Koji Yakusho and Arisa Nakano in Perfect Days (Neon)

What we first become aware of in Wim Wenders’s new film Perfect Days is the careful routine around which Hirayama (Koji Yakusho) has organized his life. Routine might be the wrong word, though he does indeed roll up his mattress every morning, water his plants, brush his teeth, and then listen to cassette tapes on his way to Tokyo proper, where he works as a toilet cleaner. He stops to rest at the same park, sees some of the same people (a strange man hugging a tree, a young woman sitting alone on a park bench), reads—and falls asleep—before it is time to go home. He periodically visits the same restaurant, goes to the shop where he buys film for his Holga camera, and bathes at the same public bath. It might be better to refer to his habits as elements that comprise his world, because he never strays far away from them, and they seem to offer him crucial sustenance. He takes great care of his chosen comforts: His tapes and books are neatly organized and well chosen. His plants are kept in a separate room with different lighting.

The song “House of the Rising Sun” is heard more than once, and the music of Patti Smith and Lou Reed (Guess what song?) are part of his collection. The first book we see him reading is by Faulkner, and later, we discover that Patricia Highsmith is on his shelves. What do these books mean to him? And what is he thinking and feeling when he gazes up at the trees, when he silently observes the strangers who haunt the places he returns to, when he scrubs the toilets, when he drives home, when he develops his photographs? There is, of course, the inevitable classist question: What is a man who seems to be so well educated doing cleaning toilets (a question with its own rebuttal: Who are you to say a toilet cleaner wouldn’t read Faulkner)?

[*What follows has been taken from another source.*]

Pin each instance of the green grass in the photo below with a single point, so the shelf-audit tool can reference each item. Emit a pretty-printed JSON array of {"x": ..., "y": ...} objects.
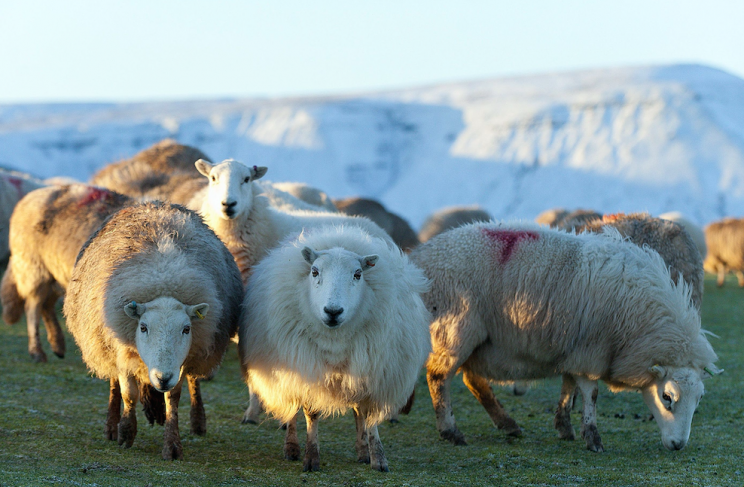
[{"x": 52, "y": 415}]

Of course, there are disruptions in his little world, not all of them unwelcome or unexpected. He moves aside for the city dwellers who need to use the toilet. His coworker, Takashi (Tokio Emoto), is unreliable and lazy at best, and ends up asking for favors to impress his girlfriend. (Hirayama reluctantly agrees.) Still, much of the film feels more like a piece of music with recurring visual and auditory motifs than a classic three-act story, all of which steadily builds toward… we’re not sure what. Most arresting is the surreal black-and-white imagery that takes over when he dreams. Sometimes it is soothing, other times almost menacing. Often they involve people from his day. They are shot almost like the Holga pictures he takes.

A real disruption comes from out of absolutely nowhere when his teenage niece, Niko (Arisa Nakano), comes to stay with him. This visit is only for a few days, but it brings Hirayama into contact with his sister (Yumi Aso), and it is here that the elements of his life start to become more intelligible. They suggest a tragic past, one that almost certainly involves family estrangement.

I say “start,” because this is not a film that ends per se. It is Wenders’s achievement to tell a story that slowly reveals itself over time, but never reveals itself fully. The viewer is forced to examine the elements of Hirayama’s life in this new light, and there are no firm and fast answers. “House of the Rising Sun” is a meaningful song to him—but what ruin might he be running from, as the song suggests? Drugs are a possible answer. The careful viewer will notice that he doesn’t drink, and the presence of “Perfect Day,” which some have interpreted to be about heroin (though not by Reed himself), might allude to a past with addiction, yet his love for the song may just as well signal a desire for a different kind of bliss. We wrestle with the available information over and over as the film keeps unfolding.

There are filmmakers who place unwarranted trust in the potency of an actor’s face. Wenders is no such filmmaker, and Yakusho is no such actor. He has an incredible ability to animate stillness and to play actions with mixed emotions that are just barely perceptible—the last scene is a beautiful testament to this ability.

Wim Wenders is a brilliant, hit-or-miss director who has already proven himself multiple times over. Perfect Days is the work of an artist with nothing to prove, with a hand at the wheel so sure you don’t even notice it. Yet I don’t feel like I’ve said enough, but perhaps just enough to convince you to see it.